Software Engineer III, AI/ML Infrastructure, TILES

Google
Sunnyvale, CA, USA

About the job

As a software engineer, you will work on a specific project critical to Google’s needs with opportunities to switch teams and projects as you and our fast-paced business grow and evolve. In this role, you will join the Top-of-Rack (ToR) Infrastructure team to connect servers driving Google's global services, Cloud, and Artificial Intelligence/Machine Learning (AI/ML) platforms to the network. You will manage Top-of-Rack switch infrastructure and life-cycle engineering, acting as the nexus between compute and the network fabric.

Responsibilities

Develop and maintain software services that orchestrate the network for Google's next-generation hardware and AI/ML platforms.

Contribute to the design and implementation of scalable network models for machines, racks, and ToR-to-fabric topologies using technologies like UNM and Model X.

Build automation to streamline network capacity provisioning and enhance resource efficiency across Google's datacenters.

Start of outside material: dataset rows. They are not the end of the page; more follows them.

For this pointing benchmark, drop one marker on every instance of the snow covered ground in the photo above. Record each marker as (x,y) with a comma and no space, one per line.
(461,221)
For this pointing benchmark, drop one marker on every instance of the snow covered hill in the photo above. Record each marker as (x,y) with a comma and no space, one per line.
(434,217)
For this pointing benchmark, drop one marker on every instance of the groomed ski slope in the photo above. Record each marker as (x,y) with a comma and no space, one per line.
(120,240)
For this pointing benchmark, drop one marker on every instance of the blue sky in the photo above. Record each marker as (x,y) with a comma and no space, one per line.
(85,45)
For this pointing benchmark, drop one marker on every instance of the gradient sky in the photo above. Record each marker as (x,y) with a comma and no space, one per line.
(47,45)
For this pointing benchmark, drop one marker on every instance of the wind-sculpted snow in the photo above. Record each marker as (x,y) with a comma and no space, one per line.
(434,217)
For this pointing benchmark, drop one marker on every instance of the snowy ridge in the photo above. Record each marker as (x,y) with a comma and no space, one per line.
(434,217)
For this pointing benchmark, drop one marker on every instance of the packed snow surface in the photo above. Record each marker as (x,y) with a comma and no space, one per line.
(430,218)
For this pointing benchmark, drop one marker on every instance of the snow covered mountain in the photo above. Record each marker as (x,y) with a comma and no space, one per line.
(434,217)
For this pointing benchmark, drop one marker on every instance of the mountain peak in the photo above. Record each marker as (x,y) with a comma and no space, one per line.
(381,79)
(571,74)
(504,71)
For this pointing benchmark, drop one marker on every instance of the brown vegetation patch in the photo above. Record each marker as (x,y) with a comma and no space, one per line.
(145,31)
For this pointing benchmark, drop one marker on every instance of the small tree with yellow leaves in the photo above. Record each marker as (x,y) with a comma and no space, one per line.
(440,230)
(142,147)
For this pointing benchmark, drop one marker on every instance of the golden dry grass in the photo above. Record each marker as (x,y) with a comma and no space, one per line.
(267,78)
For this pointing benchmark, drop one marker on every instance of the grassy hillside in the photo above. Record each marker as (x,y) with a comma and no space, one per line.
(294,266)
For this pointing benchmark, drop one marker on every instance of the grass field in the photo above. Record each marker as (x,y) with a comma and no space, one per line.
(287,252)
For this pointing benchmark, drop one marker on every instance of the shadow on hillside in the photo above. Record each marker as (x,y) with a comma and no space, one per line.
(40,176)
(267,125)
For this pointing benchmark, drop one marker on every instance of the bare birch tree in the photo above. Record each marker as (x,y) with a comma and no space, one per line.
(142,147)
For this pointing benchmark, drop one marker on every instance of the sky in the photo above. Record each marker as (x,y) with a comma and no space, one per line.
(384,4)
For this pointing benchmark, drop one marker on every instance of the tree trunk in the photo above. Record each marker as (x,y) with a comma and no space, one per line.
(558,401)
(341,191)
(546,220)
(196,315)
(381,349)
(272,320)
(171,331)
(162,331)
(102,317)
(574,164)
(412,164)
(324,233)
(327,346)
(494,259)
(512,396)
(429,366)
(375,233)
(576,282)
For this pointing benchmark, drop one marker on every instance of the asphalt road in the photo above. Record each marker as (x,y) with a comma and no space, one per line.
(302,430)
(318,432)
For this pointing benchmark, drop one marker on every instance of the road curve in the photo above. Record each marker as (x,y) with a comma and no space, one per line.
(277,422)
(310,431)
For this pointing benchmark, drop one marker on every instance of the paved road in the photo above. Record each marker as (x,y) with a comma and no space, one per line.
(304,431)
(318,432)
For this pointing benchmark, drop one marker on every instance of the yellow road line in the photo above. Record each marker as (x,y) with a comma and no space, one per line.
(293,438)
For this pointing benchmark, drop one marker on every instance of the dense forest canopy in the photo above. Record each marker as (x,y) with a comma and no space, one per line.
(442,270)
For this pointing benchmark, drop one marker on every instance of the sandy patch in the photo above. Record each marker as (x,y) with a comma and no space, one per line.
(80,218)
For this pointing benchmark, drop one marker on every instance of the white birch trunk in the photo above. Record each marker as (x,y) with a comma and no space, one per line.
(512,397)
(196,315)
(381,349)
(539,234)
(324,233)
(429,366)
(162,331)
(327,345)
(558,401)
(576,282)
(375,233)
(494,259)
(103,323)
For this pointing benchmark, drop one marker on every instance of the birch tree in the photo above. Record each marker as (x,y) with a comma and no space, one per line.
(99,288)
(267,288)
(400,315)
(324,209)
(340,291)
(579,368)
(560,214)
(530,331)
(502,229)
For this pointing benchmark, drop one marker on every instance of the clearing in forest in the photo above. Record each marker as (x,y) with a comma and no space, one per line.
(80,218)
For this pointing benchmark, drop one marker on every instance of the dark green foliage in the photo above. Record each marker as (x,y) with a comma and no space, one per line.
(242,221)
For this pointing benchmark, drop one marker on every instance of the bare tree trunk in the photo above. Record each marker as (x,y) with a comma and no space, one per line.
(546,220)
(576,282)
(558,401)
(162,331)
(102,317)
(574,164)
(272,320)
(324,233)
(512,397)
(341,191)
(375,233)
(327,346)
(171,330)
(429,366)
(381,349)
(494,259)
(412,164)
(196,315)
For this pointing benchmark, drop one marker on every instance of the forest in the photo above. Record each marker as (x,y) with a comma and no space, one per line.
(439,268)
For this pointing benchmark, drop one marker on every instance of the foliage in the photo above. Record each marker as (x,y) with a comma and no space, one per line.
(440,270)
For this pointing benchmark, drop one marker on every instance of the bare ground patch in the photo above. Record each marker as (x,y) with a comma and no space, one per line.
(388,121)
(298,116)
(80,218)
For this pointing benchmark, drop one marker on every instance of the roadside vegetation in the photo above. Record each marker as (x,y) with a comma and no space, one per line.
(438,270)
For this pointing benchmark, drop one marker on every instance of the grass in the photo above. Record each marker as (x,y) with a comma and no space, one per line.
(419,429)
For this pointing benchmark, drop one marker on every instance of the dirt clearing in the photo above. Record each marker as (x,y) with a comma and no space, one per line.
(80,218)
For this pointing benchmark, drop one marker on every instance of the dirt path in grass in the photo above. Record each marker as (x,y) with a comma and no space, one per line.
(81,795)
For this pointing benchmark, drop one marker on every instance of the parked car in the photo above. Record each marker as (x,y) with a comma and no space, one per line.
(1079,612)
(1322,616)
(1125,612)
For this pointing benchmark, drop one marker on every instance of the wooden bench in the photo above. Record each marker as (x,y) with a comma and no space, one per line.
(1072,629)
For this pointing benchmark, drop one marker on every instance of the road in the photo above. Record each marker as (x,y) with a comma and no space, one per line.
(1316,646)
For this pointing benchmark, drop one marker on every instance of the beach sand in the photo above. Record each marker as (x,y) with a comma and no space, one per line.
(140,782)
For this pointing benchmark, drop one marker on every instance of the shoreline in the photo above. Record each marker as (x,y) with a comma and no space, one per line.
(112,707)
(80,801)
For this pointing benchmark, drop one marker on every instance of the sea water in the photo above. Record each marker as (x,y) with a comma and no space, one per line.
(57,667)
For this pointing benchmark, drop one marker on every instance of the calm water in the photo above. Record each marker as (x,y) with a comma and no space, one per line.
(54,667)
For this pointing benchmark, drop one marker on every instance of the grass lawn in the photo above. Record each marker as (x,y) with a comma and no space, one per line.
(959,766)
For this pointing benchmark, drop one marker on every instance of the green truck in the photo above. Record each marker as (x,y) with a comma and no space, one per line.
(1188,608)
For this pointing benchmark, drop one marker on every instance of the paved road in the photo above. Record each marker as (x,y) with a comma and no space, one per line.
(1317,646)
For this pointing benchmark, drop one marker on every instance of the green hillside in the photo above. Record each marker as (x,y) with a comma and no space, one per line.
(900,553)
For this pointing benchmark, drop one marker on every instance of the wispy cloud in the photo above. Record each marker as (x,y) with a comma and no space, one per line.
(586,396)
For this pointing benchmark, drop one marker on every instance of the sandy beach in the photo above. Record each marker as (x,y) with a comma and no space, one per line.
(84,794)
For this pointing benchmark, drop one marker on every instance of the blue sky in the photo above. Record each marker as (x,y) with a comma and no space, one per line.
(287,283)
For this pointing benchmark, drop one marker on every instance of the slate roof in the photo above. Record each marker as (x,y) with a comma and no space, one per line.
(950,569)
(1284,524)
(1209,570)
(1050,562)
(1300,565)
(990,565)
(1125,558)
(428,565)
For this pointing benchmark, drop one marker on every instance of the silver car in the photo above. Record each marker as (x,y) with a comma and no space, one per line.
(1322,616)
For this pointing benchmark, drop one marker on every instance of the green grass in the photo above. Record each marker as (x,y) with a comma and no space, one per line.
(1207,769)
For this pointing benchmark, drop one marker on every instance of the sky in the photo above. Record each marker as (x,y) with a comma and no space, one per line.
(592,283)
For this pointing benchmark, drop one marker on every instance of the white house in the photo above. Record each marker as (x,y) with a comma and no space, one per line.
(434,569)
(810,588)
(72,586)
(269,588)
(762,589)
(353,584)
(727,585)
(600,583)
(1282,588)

Enhance the reliability and operational excellence of the ToR infrastructure, ensuring seamless network performance for all Google services.

Partner with teams across cloud to deliver end-to-end networking solutions for NPIs enabling AI/ML infrastructure.

Drive or contribute significantly to projects focused on introducing new rack switch hardware, improving the flexibility, efficiency, speed, and reliability of deployments, and boosting network availability.

Qualifications

Minimum

Bachelor’s degree or equivalent practical experience.

2 years of experience with software development or 1 year of experience with an advanced degree in an industry setting (C++).

Preferred

Master's degree or PhD in Computer Science or related technical fields.

Experience with software development in C++, C, Go, or Java.

Experience with networking or distributed systems.